One of the greatest difficulties will be to determine who owns the data. Clear data-sharing agreements should be developed defining who owns and controls the data. Ownership needs to be clarified, and regulations developed to decide what and how the owner can direct the use of the data. For patients governed under the GDPR, the right to access, update, and request to delete their data must be provided. Indirectly, this may state the patient has ownership of the information versus corporate or practitioner owned.10,12,19,26 AI-driven healthcare should designate advocates to develop guidelines in accordance with local and international standards.

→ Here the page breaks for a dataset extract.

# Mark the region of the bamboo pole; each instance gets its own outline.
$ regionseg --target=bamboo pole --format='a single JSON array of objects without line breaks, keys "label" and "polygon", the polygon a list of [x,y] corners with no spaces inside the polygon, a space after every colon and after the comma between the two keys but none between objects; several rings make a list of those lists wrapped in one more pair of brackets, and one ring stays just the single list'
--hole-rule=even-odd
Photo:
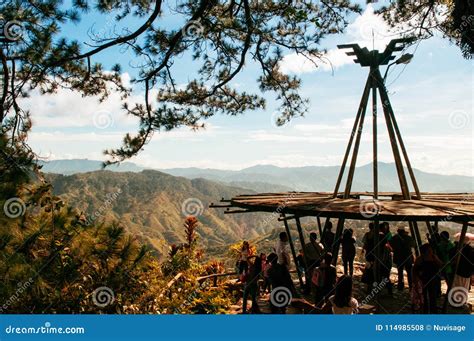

There should be clear guidelines on data commercialization, ensuring that AI companies cannot claim full ownership over patient data without proper consent and benefit-sharing with the individuals and practices that provide the data.4,6,7,11 Ownership and Responsibility of data need to be well defined as these terms may fall under the same responsible party. Naik, et al discuss reasons for responsibility of data and the accuracy of non-biased data still being at risk to fail unintentionally. Other concerns may be that “People may accept decision-support system results without questioning their limits” and “When a medical diagnostic and treatment system is mostly accurate, medical practitioners who use it may grow complacent, failing to maintain their skills or take pleasure in their work.”22  Several factors play a role in the responsibility of data and the practice of AI driven medically based systems.6, 22

According to Naik, et al, Artificial intelligence systems need to have validation and to be evaluated according to the Association for the Advancement of Artificial Intelligence. They state “It is critical to establish, test, measure, and assess the dependability, performance, safety, and ethical compliance” of these systems prior to implementation.22 Using AI systems may also provide a level of reasonable accountability and a foundation for data results. The difficulty being the initial validation of the AI system and validation model.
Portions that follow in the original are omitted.